海外から輸入される安価な塩に対抗するため、手間がかかりコストもかかってしまいう国産塩をやめて、イオン交換膜法に切りかえたのである。
ご紹介してきたように日本は昔から藻塩式→揚げ浜式→入浜式→流下式と、工程はちがえども、純粋に海水を煮詰めて、ミネラルをふくんだ塩を作ってきた。
しかし、
1972年からは、塩化ナトリウム99.6以上という、不自然な塩を作り出すイオン交換膜法に独占された。
同時に始まった反対運動
制度の開始から、同時に昔ながらの塩田を守ろうとする運動も始まった。
製塩法がイオン交換膜法に変わると、その精製された塩に疑問を持つ学者や消費者が集まり、
昔ながらの塩田で作られる塩を求めて、自然塩復活運動が始まりました。
1971年(昭和46年)、愛媛県では日本自然塩普及協会が発足して、自然塩運動が始まり、
5万人の署名を集めて関係省庁に提出するなど活発な運動が展開されました。
しかし、このような反対運動や署名がおこなわれても塩専売制度は開始された。
理想の塩を求めて
国が決めたこの塩専売制度は、皮肉にも「本当に身体に良い理想の塩はなにか?」という答えを求めるきっかけにもなった。
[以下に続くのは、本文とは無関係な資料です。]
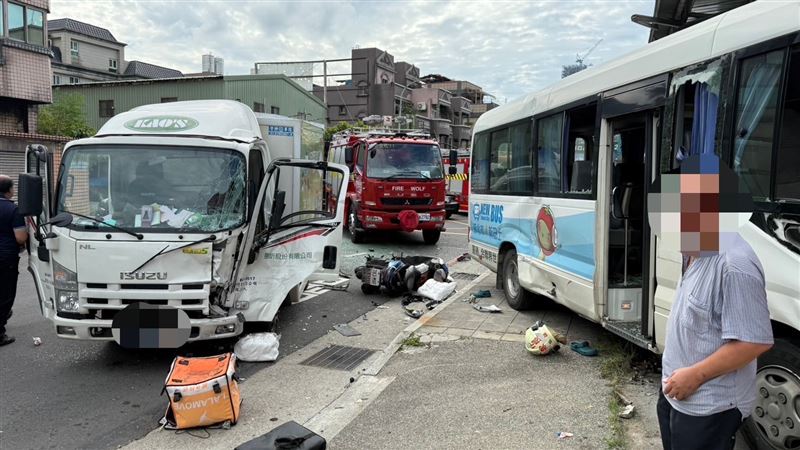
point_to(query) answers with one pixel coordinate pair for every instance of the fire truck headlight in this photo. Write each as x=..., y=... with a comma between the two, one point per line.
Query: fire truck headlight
x=67, y=301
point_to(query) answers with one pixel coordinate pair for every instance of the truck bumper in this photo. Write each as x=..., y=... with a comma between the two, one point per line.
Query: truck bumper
x=100, y=330
x=383, y=220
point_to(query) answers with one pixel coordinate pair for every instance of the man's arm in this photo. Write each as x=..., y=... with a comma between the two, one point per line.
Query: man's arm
x=730, y=357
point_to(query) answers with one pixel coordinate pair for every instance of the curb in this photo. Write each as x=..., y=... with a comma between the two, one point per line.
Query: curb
x=387, y=353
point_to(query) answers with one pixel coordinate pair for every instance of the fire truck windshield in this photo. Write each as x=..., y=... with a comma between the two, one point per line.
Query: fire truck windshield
x=404, y=160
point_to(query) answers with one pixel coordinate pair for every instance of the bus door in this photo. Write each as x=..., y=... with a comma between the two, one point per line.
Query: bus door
x=629, y=265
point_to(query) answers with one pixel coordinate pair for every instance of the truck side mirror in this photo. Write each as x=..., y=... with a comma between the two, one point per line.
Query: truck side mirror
x=277, y=210
x=30, y=197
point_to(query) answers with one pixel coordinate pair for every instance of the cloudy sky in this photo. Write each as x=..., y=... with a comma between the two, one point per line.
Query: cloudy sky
x=507, y=47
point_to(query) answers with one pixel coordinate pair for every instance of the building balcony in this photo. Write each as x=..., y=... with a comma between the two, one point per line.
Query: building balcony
x=461, y=104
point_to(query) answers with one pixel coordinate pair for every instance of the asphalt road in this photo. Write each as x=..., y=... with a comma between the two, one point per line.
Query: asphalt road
x=77, y=394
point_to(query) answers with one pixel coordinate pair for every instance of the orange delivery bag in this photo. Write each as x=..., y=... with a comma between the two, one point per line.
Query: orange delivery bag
x=202, y=392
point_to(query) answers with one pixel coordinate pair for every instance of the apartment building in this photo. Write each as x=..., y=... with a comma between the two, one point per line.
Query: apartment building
x=85, y=53
x=381, y=86
x=24, y=80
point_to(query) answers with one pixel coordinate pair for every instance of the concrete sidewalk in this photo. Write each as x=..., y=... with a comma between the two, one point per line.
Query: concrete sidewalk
x=475, y=386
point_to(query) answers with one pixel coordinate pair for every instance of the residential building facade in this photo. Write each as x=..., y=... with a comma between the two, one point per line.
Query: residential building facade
x=381, y=86
x=275, y=94
x=84, y=53
x=24, y=80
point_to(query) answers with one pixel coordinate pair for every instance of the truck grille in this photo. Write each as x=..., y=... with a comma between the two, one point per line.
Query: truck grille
x=395, y=201
x=105, y=300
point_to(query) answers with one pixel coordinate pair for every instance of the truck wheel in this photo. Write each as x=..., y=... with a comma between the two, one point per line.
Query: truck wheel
x=356, y=236
x=431, y=236
x=516, y=296
x=775, y=422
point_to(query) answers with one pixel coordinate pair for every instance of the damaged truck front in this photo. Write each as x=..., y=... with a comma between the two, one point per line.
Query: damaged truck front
x=176, y=211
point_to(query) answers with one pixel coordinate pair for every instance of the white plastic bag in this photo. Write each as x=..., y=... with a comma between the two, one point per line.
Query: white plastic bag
x=436, y=290
x=257, y=347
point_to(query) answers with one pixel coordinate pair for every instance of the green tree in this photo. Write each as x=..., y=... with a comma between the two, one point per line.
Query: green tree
x=65, y=118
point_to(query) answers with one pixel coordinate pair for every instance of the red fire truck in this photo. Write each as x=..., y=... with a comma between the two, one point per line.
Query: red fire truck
x=457, y=181
x=397, y=182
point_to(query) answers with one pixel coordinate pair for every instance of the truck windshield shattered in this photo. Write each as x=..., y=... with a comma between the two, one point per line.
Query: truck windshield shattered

1972年には理想の塩を研究すべく食用塩調査会が結成された。
その調査の結果、塩田が廃止になる寸前の塩でも高純度ナトリウムになりつつあったことが判明。
この調査により、本当に身体に良い理想の塩にするには、日本が昔からおこなってきた方式を復活させる必要があることがわかってきたのだ。
塩専売制度の中、10数年間にわたり研究は続けられ、ただ単に昔ながらの方式の製塩の復活にとどまらない未来の理想的な塩の開発が続けられた。
しかし、塩専売制度の壁があり、自由に理想の塩を作ることができず、そこで再生自然塩が生み出される。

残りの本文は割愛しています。